The ASD is currently using the World Wide Web as a design tool. For the moment, searching is simulated by links from selected items to occurrences; these latter are preformatted in KWIC, extended context and distribution displays. It is planned to use a version of PAT as a search engine for the on-line version, and to distribute the finished ASD both on-line and on CD-ROM. The WWW version -- currently including all of the selected dictionary entries and lists of metalinguistic keywords linked to preformatted displays of occurrences -- can be accessed at

4. The complementarity of the Dictionary Base and the Text Base

The principal significance of the combined dictionary-text database is the comparison it allows between codified usage (the dictionary) and natural usage (the texts). Since the Dictionnaire de l'Académie is both normative and conservative, one can expect to find in text bases such as Frantext and ARTFL many examples of usage either condemned or ignored by the Dictionnaire. One can also expect that for a number of lexical items the Academicians themselves, like all speakers, who have the two basic registers of formal and informal use, will say one thing in the dictionary and do another in their writings.

For example, the adjective timoré "timorous" is treated in the dictionary from 1694 to 1878 as applying almost exclusively to the fear of offending God. From 1694 to 1762 the two collocates given by the examples are âme "soul" and conscience, both feminine. The edition of 1762 adds the remark that the word is used almost exclusively in the feminine form. From 1798 to 1878, the masculine collocate il "he" is added. The Academicians in their individual writings offer examples of usage that conform to the pronouncements of the dictionary, and others that do not. Bossuet (1685) gives conscience timorée; Montesquieu (1755) uses the masculine timoré to qualify the pronoun vous "you"; Voltaire (1776), writing about the Bible, gives two occurrences of âme(s) timorée(s). In all of the preceding cases timoré is used in reference to the fear of God. In an earlier text (1755), Voltaire gives an example in which, as will become increasingly the case, timoré is used simply in reference to a person's character or behaviour: main timorée "hand". Similarly, Sainte-Beuve (1834) quelque chose de timoré "something"; Chateaubriand (1848) corruption timorée.

In the 6th edition (1835), the Dictionnaire states that tillac "upper deck" is almost always used in referring to merchant vessels. Chateaubriand uses the word 11 times in his Memoirs (1848) in reference to merchant ships, passengers ships and naval vessels.
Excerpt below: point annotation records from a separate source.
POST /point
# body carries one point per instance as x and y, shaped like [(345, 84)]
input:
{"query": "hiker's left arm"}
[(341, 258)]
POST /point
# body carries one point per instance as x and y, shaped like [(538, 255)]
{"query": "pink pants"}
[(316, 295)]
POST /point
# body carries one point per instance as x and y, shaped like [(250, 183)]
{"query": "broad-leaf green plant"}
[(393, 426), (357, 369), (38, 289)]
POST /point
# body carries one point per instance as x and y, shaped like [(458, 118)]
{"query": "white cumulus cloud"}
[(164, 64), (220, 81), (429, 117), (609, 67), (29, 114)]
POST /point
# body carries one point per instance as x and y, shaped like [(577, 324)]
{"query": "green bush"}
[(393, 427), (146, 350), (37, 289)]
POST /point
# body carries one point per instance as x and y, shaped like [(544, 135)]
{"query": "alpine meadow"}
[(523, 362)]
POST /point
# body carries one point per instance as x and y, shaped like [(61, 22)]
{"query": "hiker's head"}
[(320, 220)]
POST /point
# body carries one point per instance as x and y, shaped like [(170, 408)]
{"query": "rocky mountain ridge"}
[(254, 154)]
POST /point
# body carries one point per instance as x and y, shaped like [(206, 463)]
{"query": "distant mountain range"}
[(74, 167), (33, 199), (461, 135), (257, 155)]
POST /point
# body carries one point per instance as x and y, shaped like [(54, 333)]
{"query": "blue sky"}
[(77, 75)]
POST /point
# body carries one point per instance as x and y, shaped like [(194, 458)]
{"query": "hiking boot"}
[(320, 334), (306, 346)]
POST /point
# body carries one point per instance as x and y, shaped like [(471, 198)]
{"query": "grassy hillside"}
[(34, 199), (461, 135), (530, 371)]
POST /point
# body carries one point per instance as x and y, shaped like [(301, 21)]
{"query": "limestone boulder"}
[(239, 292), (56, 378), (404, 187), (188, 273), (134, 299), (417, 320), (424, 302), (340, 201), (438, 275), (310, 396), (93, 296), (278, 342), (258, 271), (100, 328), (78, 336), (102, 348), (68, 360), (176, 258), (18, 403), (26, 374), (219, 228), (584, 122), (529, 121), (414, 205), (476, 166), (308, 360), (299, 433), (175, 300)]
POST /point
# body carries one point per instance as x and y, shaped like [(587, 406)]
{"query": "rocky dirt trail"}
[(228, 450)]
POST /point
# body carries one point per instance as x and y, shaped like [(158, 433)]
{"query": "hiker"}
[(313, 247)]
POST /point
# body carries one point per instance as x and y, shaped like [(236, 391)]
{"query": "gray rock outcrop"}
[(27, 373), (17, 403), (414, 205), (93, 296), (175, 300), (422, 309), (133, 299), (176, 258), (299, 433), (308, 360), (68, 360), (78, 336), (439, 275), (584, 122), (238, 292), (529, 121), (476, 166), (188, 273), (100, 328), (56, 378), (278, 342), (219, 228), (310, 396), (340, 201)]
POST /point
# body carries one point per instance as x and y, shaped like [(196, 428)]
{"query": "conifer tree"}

The word timbre acquires new senses with each edition. The meaning "postage stamp" is expressed by timbre-poste in the 7th (1878), with the 8th (1935) adding the elliptical timbre. Obviously the dictionary is recording established usage that can be observed in earlier texts. The earliest attestation of timbre-poste in the 1,880 texts of the ARTFL database is 1863 (Goncourt brothers); Hugo uses it several times in the volume of his correspondence published in 1866. In the same volume he uses the elliptical form timbre once (69 years before the Académie); by the following volume (1873), the shortened form has become more frequent than the full one.

The on-line Académie Sample Database contains an example of a comparative analysis of dictionary and individual discursive usage: the 6th edition of the Dictionnaire (1835) in relation to extracts taken from Lamartine's Voyage en Orient of 1832-3 (ed. 1836) and Villemain's Cours de littérature française (1829).

5. Conclusion

The computerization of early dictionaries is quite recent (Wooldridge 1985). Pruvost (1995: 17) notes the landmark significance of the 1993 Toronto Colloquium on Early Dictionary Databases (Lancashire & Wooldridge 1994). Lancashire (1992) is preparing an English Renaissance Knowledge Base with similar aims to those of the Académie project. The philological care taken in representing faithfully the original texts allied to the technological sophistication that is now the norm in Humanities computing make it possible to create research resources that give scholars full access to early texts without having to depend entirely, as in the past, on repeated partial linear readings or on the filtered and diachronically marked interpretations of historical dictionaries (such as the OED or the TLF).